El vengador y la tórtola. Microrrelato de los jueves

 

Un hombre de mediana edad intenta relajarse observando el paisaje que se ofrece a sus ojos. Está dejando vagar su mirada por el enorme parque ajardinado que rodea su ático de las afueras.

Cuando menos se lo espera, una tórtola de pico azul y plumas moteadas de naranja con bordes como un ópalo azul se posa en la barandilla.

–Hola amiguita ¿cómo te llamas? –le comenta en un tono amigable.

–¿Hoy hay lentejas para cenar? –pregunta al hombre sin más. Este, haciendo alarde de una tranquilidad proverbial, le contesta esbozando una sonrisa sarcástica.

–Pues mira, eso no va a ser posible. Voy a darme un homenaje y voy a prepararme un tartar de salmón marinado con salsa de soja, hojas de espinaca Savoy de hojas rizadas y encurtidos de la región. Lo acompañaré con un segundo plato consistente en un trozo de ternera envuelto en hojaldre cocinado al horno. Lo rellenaré de una duxelle, una mezcla de champiñones, nata y chalotas. Algunas recetas añaden trufa negra laminada. No sé si estarás de acuerdo con los ingredientes.

Por toda respuesta, la tórtola repitió su alocución.
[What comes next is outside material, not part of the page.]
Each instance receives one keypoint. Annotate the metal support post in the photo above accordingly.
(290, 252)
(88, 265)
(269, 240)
–¿Hoy hay lentejas para cenar?

–Mira, te repites tanto como mis amiguitos los que llevan armando jaleo en el parque de ahí abajo desde el año 2012. He intentado todo tipo de argucias para disuadirles de acampar ahí con su música a tope desde que anochece hasta el amanecer del día siguiente.

Ante mis reclamaciones dirigidas al ayuntamiento, una noche la Policía formó patrullas para grabar lo que hacían y terminaron por pedirles la identificación. Ahí quedó todo. Nada impidió a los simpáticos moradores de las arenas del jardín que volvieran al día siguiente para someter la paciencia de los vecinos a sus costumbres de adoradores del ruido. Carcajadas, gritos y desmanes incomprensibles como pegar patadas a un balón durante horas a altas horas de la madrugada se mantuvieron en lo más alto de las prioridades de esa gente.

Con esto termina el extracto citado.